To address the psychological problems caused by the seemingly never-ending lockdowns occurring across Australia, the University of New South Wales is evaluating the best way to deliver mental health programs to people who may never have accessed mental health services before. This program is comparing the video-conferencing program versus an application that is downloaded onto people’s phones. This program is offered free as part of ongoing trials. To express interest in participating in these trials, see here. These options are particularly important at the moment because waiting times to see psychologists are currently very long, often taking many months.

We need to act now in order to minimise the long term mental health effects of the pandemic. As the world has realised the problems associated with long COVID-19, there is also the need to acknowledge the long term effects of mental health problems caused by protracted social isolation, financial stress, and fear of poor health. There are means available to address these concerns. Just as we are encouraging everyone to be vaccinated to protect them against COVID-19, people should also be urged to seek the mental health care they need to keep psychologically healthy at this difficult time.

Richard Bryant is Scientia Professor of Psychology at the University of New South Wales, and Director of the UNSW Traumatic Stress Clinic.



The statements or opinions expressed in this article reflect the views of the authors and do not represent the official policy of the AMA, the MJA or InSight+ unless so stated.

2 thoughts on “What about long-term mental health during COVID-19?

  1. Michele says:

    I work in a public mental health service with people with major metal illnesses. Because the media is constantly going on about the mental health impacts of lockdown, I have been asking my patients how they are coping with lockdown. I have noted that the quiet and introverted folk, or people even on the mildest end of the autistic spectrum, are actually doing just fine. They have all that they strictly need, and no-one is expecting them to go out and pretend to be something that they are not. I have also heard that some of the quieter children at school love being able to “mute” the noisy or disruptive children in their classes, who usually cause them distress.

    On the other hand, some extroverted people with certain personality types, find that they cannot tolerate even brief periods of boredom or lack of intense social connection.
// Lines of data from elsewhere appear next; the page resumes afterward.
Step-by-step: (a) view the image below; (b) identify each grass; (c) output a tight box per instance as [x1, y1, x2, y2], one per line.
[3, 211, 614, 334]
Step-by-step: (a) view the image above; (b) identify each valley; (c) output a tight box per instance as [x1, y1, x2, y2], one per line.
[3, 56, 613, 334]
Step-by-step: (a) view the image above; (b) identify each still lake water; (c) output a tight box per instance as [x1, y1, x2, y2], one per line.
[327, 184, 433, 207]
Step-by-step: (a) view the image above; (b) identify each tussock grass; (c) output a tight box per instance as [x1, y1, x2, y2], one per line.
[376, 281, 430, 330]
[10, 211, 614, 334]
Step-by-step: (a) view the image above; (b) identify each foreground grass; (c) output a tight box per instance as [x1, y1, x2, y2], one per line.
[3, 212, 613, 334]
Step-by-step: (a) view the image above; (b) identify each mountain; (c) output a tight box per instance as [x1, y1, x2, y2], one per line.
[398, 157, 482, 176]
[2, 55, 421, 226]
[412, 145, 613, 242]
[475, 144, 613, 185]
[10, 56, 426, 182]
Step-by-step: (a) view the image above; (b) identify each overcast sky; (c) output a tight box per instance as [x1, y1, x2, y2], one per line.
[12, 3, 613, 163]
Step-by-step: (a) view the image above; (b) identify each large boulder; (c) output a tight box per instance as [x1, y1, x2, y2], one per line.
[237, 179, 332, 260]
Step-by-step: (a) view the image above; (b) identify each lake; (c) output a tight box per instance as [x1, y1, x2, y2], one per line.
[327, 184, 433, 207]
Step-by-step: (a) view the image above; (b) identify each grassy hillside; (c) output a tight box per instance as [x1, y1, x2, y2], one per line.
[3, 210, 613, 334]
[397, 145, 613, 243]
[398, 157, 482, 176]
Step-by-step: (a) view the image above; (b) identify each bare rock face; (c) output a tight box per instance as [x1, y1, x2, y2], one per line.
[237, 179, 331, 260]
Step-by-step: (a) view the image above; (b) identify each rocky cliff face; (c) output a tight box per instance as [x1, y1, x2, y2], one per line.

Many people fall somewhere between these extremes. Clearly there is another issue again for parents trying to work from home and care for toddlers or home school children at the same time, or for others cut off from elderly or disabled relatives.

    I have been wondering to what degree the agenda about lockdown distress is being driven by certain personality types, while ignoring the needs of others. Thoughts?

  2. Claire Golding says:

    It’s such a shame that the medicalisation of mental health means that in Australia other forms of assistance which are out there are dismissed: Eg qualified coaches, psychotherapists, hypnotherapists, etc. The availability of well trained people would double the capacity of mental health practitioners. As it stands psychologists and accredited counsellors have to have not just a degree but a Masters as well and a significant amount of placement hours.
    I know we’re dealing with mental health, but honestly, as a degree qualified counsellor (not able to be accredited with the ACA because I didn’t do placement hours or a masters), many years training and practice as a coach using CBT and a government accredited qualification in clinical hypnotherapy, I despair of the medicalisation of badly needed services for most people. Lifeline isn’t manned by clinical psychologists and yet it is the front line for people in need.